Issawi’s health has deteriorated because of his prolonged fast, and he was being held in an Israeli hospital. The Israeli official said he could “immediately be released to Gaza.” Qaraqe said that the Palestinians had requested that he be released temporarily to the West Bank. “We proposed that they release him to Ramallah for a while and they refused,” he said.

“We agreed to send him to Europe for a few months to receive medical treatment and then come back again but they refused.” The Israeli official said on Friday that Israel had told the European Union and the United Nations that it was willing to free Issawi and deport him overseas but his lawyer said his client strongly rejected the proposal.
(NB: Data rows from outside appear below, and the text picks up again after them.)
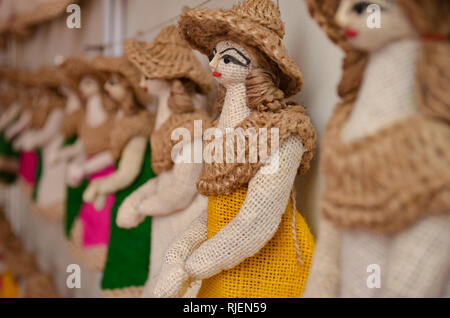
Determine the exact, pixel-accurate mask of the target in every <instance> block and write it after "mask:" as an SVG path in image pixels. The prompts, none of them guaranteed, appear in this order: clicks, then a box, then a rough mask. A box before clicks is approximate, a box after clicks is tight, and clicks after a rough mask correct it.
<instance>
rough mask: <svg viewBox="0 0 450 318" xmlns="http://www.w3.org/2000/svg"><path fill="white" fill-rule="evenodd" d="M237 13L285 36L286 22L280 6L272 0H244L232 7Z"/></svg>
mask: <svg viewBox="0 0 450 318" xmlns="http://www.w3.org/2000/svg"><path fill="white" fill-rule="evenodd" d="M231 10H232V11H234V12H235V13H236V14H237V15H239V16H240V17H242V18H244V19H249V20H251V21H252V22H255V23H258V24H260V25H261V26H263V27H265V28H268V29H270V30H271V31H272V32H275V33H276V34H278V36H279V37H280V38H283V37H284V24H283V22H282V21H281V14H280V10H279V9H278V6H277V5H276V4H275V3H274V2H273V1H272V0H244V1H242V2H241V3H239V4H237V5H235V6H234V7H233V8H232V9H231Z"/></svg>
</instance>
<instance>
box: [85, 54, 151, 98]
mask: <svg viewBox="0 0 450 318" xmlns="http://www.w3.org/2000/svg"><path fill="white" fill-rule="evenodd" d="M92 64H93V65H94V67H96V68H97V69H99V70H100V71H102V72H108V73H117V74H120V75H122V76H123V77H125V79H126V80H127V82H128V83H129V84H130V85H131V88H132V89H133V91H134V94H135V96H136V98H137V100H138V101H139V103H141V104H142V105H148V104H150V103H151V102H152V97H151V96H150V95H149V94H148V93H147V92H145V91H144V90H143V89H142V88H141V87H140V84H139V81H140V76H141V74H140V72H139V70H138V69H137V68H136V67H135V66H134V65H133V64H132V63H131V62H129V61H128V60H127V59H126V58H125V57H106V56H98V57H96V58H95V59H94V60H93V61H92Z"/></svg>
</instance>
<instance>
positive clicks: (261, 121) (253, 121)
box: [197, 105, 316, 196]
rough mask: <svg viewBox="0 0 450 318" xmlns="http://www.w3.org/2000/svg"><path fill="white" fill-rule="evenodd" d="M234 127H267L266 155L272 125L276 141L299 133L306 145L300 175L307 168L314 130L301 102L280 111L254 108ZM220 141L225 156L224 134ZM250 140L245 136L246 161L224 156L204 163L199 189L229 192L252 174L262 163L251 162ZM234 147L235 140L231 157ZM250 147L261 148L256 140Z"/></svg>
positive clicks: (245, 156)
mask: <svg viewBox="0 0 450 318" xmlns="http://www.w3.org/2000/svg"><path fill="white" fill-rule="evenodd" d="M235 128H236V129H237V128H242V129H243V130H244V131H246V130H247V129H250V128H255V131H256V132H257V134H258V132H259V129H260V128H267V130H268V133H267V135H268V136H267V152H268V155H269V156H270V148H271V138H270V129H271V128H278V129H279V145H281V144H282V143H283V141H284V140H286V139H287V138H288V137H289V136H291V135H292V134H298V135H299V136H300V138H301V139H302V143H303V146H304V148H305V153H304V154H303V157H302V162H301V164H300V167H299V170H298V172H299V174H301V175H302V174H304V173H306V171H308V169H309V166H310V161H311V159H312V158H313V155H314V150H315V147H316V133H315V129H314V127H313V126H312V124H311V120H310V118H309V117H308V116H307V115H306V112H305V109H304V108H303V107H302V106H298V105H295V106H294V105H290V106H288V107H287V108H286V109H283V110H281V111H279V112H259V111H253V112H252V113H251V114H250V115H249V116H248V117H246V118H245V119H244V120H243V121H242V122H241V123H240V124H239V125H237V126H236V127H235ZM223 142H224V145H223V149H224V151H223V154H224V156H225V152H226V151H225V149H226V138H224V141H223ZM250 144H251V141H250V138H249V137H248V136H246V143H245V147H246V148H245V163H237V162H234V163H226V160H225V159H226V158H223V163H217V162H213V163H204V165H203V170H202V173H201V175H200V177H199V180H198V182H197V189H198V191H199V192H200V193H201V194H203V195H207V196H210V195H219V194H231V193H233V192H234V191H236V190H237V189H239V188H241V187H243V186H246V185H247V184H248V182H249V181H250V180H251V178H252V177H253V176H254V175H255V174H256V173H257V172H258V170H259V169H260V168H261V167H262V166H263V165H264V162H262V160H258V162H256V163H251V162H250V159H249V147H250V146H251V145H250ZM237 147H238V143H236V142H235V147H234V149H233V150H234V158H237ZM252 147H255V148H257V149H260V147H259V143H258V144H257V145H252Z"/></svg>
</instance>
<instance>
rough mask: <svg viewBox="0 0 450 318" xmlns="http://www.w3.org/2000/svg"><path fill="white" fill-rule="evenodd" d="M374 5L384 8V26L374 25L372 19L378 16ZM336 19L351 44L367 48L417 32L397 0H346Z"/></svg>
mask: <svg viewBox="0 0 450 318" xmlns="http://www.w3.org/2000/svg"><path fill="white" fill-rule="evenodd" d="M371 5H377V6H378V7H379V8H380V9H381V11H380V22H381V28H374V27H372V28H371V27H370V26H371V25H370V23H368V21H371V19H372V18H373V17H374V11H371V10H370V6H371ZM368 9H369V10H368ZM336 21H337V23H338V24H339V25H340V26H341V28H342V30H343V33H344V35H345V36H346V37H347V39H348V41H349V42H350V44H351V45H353V46H354V47H355V48H357V49H359V50H363V51H367V52H373V51H376V50H378V49H380V48H382V47H384V46H385V45H387V44H389V43H391V42H393V41H398V40H401V39H404V38H407V37H412V36H414V35H415V31H414V28H413V27H412V25H411V23H410V21H409V20H408V18H407V16H406V15H405V14H404V12H403V11H402V9H401V8H400V6H399V5H398V4H397V2H396V0H370V1H361V0H342V1H341V4H340V6H339V9H338V11H337V14H336Z"/></svg>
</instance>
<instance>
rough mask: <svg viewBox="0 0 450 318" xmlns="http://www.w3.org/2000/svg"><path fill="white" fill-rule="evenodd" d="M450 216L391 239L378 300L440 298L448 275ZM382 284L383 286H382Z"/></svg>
mask: <svg viewBox="0 0 450 318" xmlns="http://www.w3.org/2000/svg"><path fill="white" fill-rule="evenodd" d="M449 229H450V215H449V214H446V215H442V216H432V217H428V218H426V219H424V220H421V221H419V223H418V224H416V225H415V226H414V227H412V228H410V229H408V230H405V231H403V232H401V233H399V234H397V236H396V237H395V238H394V239H393V243H392V247H391V249H390V251H389V256H388V263H387V268H385V269H384V268H381V277H382V278H383V275H384V276H385V278H386V279H385V280H384V279H382V283H381V288H380V289H379V293H378V294H377V296H378V297H383V298H386V297H389V298H409V297H413V298H428V297H441V296H442V295H443V294H444V293H445V289H446V288H447V287H448V284H449V283H448V282H449V281H448V279H449V277H450V276H449V275H450V230H449ZM383 285H384V286H383Z"/></svg>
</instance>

Issawi is the last of four Palestinian prisoners who were on extended hunger strikes in Israeli prisons, after two ended their fast in February and a third was exiled from the West Bank last month to the Gaza Strip for 10 years. Issawi from his bed in the hospital send a letter, published in Haaretz by the journalist Gideon Levy. Samer Issawi writes in his letter: “I’ve chosen to write to you: intellectuals, academics, writers, lawyers, journalists and activists in civilian Israeli society… Israelis, I’m looking for an educated one among you who has passed the stage of the shadows and mirrors game. I want him to look at me as I lose my consciousness. Let him wipe the gunpowder from his pen, the shooting sounds from his mind, and see my face’s features etched in his eyes. I will see him and he will see me. I will see how tense he is about the future and he will see me, a ghost clinging to his side and not leaving. Perhaps you will be asked to write a romantic story about me. You will testify I was a creature of whom nothing remained but a skeleton, breathing and choking from hunger, losing consciousness now and then. And after your cold silence, my story will be an achievement to add to your resume. When your students will grow up they will believe the Palestinian died of hunger … Then you can celebrate your cultural, moral supremacy with a death ritual.”